Science Backs This Up
A recently published study revealed that mothers of teens with ASD and ID reported feeling higher levels of stress compared to moms of typical teenagers. Due to this, they were more predisposed to exhibit negative psychological manifestations such as anxiety and depression, researchers said.
What’s more, these same stress levels climb up when the teens with ASD/ID were observed to display “disruptive behavior disorder.”
“The most common disruptive behavior disorder is attention deficit hyperactivity disorder or ADHD, but children with autism can also show signs of oppositional defiant disorder, depression, and anxiety,” professor and autism expert Jan Blacher explained.

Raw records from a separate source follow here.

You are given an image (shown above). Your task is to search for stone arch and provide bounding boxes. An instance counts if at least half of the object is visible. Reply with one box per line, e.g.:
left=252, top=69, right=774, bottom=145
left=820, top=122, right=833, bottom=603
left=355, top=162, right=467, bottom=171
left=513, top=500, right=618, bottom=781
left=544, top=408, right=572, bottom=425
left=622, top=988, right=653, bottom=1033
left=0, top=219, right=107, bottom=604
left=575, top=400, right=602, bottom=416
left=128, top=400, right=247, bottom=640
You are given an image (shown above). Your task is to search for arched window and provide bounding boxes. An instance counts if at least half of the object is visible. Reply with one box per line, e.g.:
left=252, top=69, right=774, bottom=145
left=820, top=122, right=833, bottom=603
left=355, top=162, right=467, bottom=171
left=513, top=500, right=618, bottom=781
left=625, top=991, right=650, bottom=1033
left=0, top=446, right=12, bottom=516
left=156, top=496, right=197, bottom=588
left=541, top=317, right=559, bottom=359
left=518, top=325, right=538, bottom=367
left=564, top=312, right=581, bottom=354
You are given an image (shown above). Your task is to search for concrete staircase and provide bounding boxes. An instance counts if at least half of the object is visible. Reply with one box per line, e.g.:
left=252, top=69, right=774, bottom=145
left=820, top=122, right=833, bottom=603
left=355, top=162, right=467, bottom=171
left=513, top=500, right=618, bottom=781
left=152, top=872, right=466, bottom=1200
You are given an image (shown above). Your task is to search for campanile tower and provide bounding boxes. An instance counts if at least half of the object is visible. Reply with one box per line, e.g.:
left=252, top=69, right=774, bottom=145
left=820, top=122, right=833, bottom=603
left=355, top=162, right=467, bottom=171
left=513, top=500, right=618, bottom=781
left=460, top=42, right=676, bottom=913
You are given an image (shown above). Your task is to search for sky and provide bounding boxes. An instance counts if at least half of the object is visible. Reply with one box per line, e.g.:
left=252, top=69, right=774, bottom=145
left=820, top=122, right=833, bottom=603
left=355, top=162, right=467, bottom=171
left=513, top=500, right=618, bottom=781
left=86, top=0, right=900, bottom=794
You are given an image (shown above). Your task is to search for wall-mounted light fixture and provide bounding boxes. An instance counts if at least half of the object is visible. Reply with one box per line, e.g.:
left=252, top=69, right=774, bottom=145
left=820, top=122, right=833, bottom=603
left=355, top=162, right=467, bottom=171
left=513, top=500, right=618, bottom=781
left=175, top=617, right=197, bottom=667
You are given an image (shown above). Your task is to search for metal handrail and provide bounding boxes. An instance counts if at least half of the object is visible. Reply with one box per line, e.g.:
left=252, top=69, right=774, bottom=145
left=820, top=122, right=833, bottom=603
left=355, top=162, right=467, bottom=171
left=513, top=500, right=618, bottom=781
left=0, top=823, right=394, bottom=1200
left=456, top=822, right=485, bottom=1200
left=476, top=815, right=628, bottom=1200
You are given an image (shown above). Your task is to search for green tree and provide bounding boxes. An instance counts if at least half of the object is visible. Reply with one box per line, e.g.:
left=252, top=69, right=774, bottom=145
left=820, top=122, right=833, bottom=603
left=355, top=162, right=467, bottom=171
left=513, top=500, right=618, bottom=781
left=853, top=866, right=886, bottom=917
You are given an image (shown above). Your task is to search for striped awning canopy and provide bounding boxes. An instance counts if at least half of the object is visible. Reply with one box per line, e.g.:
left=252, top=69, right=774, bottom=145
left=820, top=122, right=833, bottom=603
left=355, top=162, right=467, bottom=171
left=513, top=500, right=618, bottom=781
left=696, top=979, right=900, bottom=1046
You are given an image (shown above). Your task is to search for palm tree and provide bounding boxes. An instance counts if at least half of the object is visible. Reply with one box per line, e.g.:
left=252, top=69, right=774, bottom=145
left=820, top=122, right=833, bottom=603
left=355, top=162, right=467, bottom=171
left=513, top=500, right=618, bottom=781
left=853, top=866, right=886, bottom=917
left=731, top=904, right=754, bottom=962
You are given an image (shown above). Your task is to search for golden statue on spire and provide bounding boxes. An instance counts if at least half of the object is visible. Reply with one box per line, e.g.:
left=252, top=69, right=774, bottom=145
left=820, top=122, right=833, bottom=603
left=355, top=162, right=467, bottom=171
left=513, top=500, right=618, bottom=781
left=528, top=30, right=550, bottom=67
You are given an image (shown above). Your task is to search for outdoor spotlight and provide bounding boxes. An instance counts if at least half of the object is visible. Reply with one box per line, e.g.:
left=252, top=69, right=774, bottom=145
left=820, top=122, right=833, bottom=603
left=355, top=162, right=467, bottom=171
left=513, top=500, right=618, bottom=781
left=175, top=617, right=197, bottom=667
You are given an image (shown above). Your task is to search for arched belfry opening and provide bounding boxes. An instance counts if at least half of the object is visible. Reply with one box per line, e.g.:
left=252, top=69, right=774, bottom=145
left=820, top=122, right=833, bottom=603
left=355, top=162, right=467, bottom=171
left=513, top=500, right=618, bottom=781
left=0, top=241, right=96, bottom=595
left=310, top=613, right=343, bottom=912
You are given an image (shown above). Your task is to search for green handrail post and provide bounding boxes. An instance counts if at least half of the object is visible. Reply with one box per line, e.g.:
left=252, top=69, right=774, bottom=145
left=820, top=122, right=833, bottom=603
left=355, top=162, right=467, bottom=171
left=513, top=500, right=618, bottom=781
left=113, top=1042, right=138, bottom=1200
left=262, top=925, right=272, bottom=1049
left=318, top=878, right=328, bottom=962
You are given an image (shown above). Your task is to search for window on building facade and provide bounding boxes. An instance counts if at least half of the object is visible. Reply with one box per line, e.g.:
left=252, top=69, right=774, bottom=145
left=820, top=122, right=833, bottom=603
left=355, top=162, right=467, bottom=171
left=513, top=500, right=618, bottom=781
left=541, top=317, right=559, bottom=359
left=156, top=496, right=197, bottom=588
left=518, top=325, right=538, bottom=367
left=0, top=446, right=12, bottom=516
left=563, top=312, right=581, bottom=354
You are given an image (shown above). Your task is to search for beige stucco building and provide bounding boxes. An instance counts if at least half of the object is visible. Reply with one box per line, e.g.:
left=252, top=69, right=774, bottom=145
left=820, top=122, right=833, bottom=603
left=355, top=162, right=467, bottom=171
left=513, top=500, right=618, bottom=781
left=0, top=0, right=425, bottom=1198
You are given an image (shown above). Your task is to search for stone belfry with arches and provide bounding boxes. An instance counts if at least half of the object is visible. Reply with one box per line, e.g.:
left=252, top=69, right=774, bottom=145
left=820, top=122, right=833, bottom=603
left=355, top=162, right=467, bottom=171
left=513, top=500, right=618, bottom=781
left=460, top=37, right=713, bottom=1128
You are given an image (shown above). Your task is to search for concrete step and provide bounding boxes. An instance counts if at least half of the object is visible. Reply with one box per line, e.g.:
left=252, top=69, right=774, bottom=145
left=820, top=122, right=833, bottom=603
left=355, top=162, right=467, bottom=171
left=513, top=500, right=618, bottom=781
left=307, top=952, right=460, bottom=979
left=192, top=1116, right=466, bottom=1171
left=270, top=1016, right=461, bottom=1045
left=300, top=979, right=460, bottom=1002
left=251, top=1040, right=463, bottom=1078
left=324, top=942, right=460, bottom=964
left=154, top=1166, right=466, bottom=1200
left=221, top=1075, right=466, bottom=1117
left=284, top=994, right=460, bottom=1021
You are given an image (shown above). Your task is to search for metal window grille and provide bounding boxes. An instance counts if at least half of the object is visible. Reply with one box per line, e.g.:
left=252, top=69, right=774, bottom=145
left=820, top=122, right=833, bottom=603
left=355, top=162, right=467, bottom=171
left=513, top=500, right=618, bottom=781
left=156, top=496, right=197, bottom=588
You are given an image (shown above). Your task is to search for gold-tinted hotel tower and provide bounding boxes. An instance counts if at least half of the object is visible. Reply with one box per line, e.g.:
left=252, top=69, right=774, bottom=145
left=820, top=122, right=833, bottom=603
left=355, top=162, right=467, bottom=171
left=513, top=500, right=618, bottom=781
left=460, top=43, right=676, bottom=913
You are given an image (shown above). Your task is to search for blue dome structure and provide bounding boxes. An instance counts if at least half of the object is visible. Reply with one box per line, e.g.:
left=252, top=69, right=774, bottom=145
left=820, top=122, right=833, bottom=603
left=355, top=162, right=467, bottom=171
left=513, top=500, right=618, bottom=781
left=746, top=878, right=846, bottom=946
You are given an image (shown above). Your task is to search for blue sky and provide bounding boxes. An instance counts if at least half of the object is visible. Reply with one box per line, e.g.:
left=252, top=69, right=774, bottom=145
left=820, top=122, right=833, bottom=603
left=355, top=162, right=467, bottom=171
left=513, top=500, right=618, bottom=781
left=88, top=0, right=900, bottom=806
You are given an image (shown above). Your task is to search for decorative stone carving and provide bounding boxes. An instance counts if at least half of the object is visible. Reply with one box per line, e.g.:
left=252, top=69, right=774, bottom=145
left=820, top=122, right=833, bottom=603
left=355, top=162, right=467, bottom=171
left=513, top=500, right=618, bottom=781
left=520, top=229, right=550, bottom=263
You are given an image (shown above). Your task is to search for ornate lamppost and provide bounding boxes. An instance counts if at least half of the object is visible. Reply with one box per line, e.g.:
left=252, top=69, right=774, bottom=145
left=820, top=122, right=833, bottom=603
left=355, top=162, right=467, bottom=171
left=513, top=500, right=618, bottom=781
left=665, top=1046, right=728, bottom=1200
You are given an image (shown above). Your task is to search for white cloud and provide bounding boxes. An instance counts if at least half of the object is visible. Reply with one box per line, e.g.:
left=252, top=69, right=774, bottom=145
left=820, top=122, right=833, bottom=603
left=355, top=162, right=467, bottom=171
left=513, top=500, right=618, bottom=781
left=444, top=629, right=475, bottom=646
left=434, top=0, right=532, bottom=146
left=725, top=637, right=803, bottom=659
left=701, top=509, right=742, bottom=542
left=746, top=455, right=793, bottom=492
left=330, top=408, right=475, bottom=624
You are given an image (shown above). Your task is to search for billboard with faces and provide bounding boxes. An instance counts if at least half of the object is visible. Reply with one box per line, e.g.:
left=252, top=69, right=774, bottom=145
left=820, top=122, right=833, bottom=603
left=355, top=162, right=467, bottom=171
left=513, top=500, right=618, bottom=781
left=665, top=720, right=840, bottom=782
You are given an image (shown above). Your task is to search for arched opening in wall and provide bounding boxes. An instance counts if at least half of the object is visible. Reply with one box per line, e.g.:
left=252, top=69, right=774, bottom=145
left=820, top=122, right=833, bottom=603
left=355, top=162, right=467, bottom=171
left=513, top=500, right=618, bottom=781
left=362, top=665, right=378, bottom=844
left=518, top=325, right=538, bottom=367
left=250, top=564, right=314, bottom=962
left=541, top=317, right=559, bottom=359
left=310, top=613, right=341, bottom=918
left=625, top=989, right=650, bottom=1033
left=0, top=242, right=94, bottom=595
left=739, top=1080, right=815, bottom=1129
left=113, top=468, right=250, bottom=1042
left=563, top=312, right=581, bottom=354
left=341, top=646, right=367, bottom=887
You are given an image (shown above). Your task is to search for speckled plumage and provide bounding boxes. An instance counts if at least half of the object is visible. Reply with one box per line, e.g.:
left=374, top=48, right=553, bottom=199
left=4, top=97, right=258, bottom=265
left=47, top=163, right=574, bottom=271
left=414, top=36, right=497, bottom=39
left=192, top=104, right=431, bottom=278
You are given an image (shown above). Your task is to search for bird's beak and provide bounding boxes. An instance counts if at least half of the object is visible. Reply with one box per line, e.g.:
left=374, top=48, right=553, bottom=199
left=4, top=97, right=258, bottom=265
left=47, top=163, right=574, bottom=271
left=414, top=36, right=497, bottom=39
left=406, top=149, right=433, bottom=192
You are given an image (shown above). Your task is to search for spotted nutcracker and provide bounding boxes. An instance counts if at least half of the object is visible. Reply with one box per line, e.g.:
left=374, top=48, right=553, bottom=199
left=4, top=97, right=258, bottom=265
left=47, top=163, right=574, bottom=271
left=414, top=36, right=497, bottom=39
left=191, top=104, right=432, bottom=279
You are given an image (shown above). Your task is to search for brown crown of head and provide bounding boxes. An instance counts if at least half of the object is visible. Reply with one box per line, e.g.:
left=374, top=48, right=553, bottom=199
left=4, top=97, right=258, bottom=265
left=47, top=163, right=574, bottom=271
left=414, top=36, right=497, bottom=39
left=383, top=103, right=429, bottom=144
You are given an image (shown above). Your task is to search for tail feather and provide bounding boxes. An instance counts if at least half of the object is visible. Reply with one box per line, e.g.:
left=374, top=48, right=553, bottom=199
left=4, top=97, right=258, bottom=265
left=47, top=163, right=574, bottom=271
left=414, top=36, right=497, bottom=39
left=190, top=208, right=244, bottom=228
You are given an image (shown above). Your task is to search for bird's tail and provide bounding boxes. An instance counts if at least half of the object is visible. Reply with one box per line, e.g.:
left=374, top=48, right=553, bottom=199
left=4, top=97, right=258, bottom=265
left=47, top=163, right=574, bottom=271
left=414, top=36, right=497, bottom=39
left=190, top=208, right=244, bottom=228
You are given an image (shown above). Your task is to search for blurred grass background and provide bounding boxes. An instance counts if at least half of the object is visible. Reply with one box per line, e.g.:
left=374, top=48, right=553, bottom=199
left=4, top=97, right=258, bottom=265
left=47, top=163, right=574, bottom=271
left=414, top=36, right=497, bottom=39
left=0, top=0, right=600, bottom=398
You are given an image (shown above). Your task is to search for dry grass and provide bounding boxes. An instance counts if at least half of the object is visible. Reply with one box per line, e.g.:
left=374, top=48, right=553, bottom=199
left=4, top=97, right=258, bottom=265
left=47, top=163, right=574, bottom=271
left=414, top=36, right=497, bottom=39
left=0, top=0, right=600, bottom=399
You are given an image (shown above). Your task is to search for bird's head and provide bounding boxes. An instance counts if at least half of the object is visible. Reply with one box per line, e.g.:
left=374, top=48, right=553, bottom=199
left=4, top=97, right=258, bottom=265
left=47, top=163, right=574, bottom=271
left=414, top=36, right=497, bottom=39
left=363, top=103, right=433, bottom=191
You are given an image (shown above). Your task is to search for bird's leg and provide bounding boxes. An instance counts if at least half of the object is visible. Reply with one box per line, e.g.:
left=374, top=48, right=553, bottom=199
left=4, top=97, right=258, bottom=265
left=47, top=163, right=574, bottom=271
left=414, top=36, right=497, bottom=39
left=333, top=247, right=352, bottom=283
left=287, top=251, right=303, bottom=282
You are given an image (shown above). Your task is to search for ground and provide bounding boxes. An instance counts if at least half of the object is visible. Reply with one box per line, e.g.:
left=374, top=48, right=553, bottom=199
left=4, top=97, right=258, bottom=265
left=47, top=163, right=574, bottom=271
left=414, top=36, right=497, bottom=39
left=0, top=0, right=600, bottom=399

Blacher authored the study along with a UCLA associate, Bruce L. Baker.
She went on to say that the disruptive behaviors most upsetting to parents of teens with ASD/ID are those that are described in layman’s term as “acting out.” Not following the rules their parents impose on them, breaking whatever they could lay their hands on, screaming, arguing and hitting others or themselves.
Mothers Not At Fault
Understanding autism has come a long way since the 1950s. It was in 1943 when psychiatrist Leo Kanner first proposed his “refrigerator mother” theory as the cause of autism. Kanner argued that the condition was the result of a mother’s lack of warmth and emotional attachment to her child.
This line of thinking about the disorder didn’t change until the mid-1960s when psychologist Bernard Rimland demolished it with scientific evidence showing autism stemming out from neurological development and genetics.
Rimland’s findings were the start of a slew of other studies over the decades in search of the elusive autism-linked genes. However, Blacher admitted that while these studies did a significant change in how the disorder is viewed today, they’re yet to benefit the families who have members with ASD.
“It’s the mothers who are impacted the most when one of her family members is diagnosed with ASD,” Blacher stated.
Optimism Changes The Game
Nevertheless, both Blacher and Baker insisted that parents don’t have to resign themselves to living with difficulty once they find out someone in the family is autistic or is intellectually disabled.
With the use of the Life Orientation Test, the duo assessed the optimism and pessimism of the parents involved in their study and found out that the mothers who had a more optimistic outlook in life felt the negative impacts connected with rearing a teenager with ASD/ID less compared to their counterparts.
“It’s in the face of stress when optimism becomes important,” the professor related.
This just proves how a favorable view of life makes it easier to override life’s highest and most violent waves.